Sources : Adrenoreceptor pharmacology, Robinson E. & Hudson A. (2000) Tocris Reviews n° 8 ; Atlas de pharmacologie, Lüllmann H., Mohr K. Hein L. (2010), Flammarion ; Pharmacologie : des cibles vers l’indication thérapeutique, Landry Y., Gies J.-P. (2009), Dunod., Kester M., Karpa K.D., Vrana K.E. (2011) Elsevier’s integrated review pharmacology, Saunders.

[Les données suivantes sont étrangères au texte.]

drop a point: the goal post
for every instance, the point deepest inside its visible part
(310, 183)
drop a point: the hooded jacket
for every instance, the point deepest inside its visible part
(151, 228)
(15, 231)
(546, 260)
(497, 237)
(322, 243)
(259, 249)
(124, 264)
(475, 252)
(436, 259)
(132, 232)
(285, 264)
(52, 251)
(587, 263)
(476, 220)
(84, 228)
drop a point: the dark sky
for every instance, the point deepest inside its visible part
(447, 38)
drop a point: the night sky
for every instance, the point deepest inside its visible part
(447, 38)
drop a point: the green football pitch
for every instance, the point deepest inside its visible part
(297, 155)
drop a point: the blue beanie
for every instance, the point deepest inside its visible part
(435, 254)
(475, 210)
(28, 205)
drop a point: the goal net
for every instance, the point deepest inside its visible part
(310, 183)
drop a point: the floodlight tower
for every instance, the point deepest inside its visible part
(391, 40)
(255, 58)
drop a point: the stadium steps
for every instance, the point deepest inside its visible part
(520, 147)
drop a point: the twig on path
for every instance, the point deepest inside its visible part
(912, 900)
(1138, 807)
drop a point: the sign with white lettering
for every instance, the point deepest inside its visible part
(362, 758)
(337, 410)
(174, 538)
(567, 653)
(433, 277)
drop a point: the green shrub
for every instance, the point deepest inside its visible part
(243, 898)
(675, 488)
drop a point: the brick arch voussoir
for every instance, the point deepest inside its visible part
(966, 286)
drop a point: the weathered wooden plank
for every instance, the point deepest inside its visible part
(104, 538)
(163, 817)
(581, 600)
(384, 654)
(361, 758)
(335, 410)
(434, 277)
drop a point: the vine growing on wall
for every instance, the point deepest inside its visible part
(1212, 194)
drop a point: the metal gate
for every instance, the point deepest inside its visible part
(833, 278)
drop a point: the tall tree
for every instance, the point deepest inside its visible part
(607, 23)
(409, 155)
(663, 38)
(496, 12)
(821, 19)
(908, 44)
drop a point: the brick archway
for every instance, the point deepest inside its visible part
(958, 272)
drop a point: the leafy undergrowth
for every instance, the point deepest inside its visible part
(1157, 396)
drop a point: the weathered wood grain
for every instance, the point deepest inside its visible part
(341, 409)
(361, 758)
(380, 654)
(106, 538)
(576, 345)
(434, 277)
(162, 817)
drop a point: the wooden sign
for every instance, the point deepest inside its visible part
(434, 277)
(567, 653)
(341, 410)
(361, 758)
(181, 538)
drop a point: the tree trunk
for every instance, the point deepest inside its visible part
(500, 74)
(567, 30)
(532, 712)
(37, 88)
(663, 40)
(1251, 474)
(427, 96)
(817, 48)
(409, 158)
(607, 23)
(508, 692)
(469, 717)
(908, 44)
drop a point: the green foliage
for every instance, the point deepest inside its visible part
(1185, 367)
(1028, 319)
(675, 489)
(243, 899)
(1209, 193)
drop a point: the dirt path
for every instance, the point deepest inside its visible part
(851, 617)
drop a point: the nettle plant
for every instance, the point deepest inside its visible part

IATROGÉNIE ET RÉCEPTEURS BÊTA-ADRÉNERGIQUES

Bêtamimétiques. Des effets traduisant le passage systémique des bronchodilatateurs inhalés peuvent parfois s’observer : tremblements des extrémités, crampes, tachycardie, nausées, céphalées, troubles du sommeil. Hypokaliémie et/ou dysglycémie restent exceptionnelles. Les éventuelles réactions locales suivant l’administration (toux, enrouement) sont limitées par un rinçage de la bouche après chaque usage.

Bêtabloquants (même en collyre). Les bêtabloquants réduisent les capacités physiques à l’effort (asthénie) et augmentent le délai de récupération après effort (en début de traitement notamment, les efforts physiques peuvent sembler difficiles). Ils masquent les symptômes d’hypoglycémie chez le diabétique (tachycardie, tremblements). Ils peuvent être à l’origine d’un syndrome de Raynaud, de troubles de l’humeur et du sommeil (insomnies, cauchemars, qui peuvent être réduits en utilisant une molécule hydrosoluble : aténolol, nadolol, sotalol), de troubles digestifs (nausées, diarrhées), de troubles de l’érection. Il ne faut jamais suspendre brutalement un traitement par bêtabloquant (effet « rebond » avec risque de troubles du rythme sévères).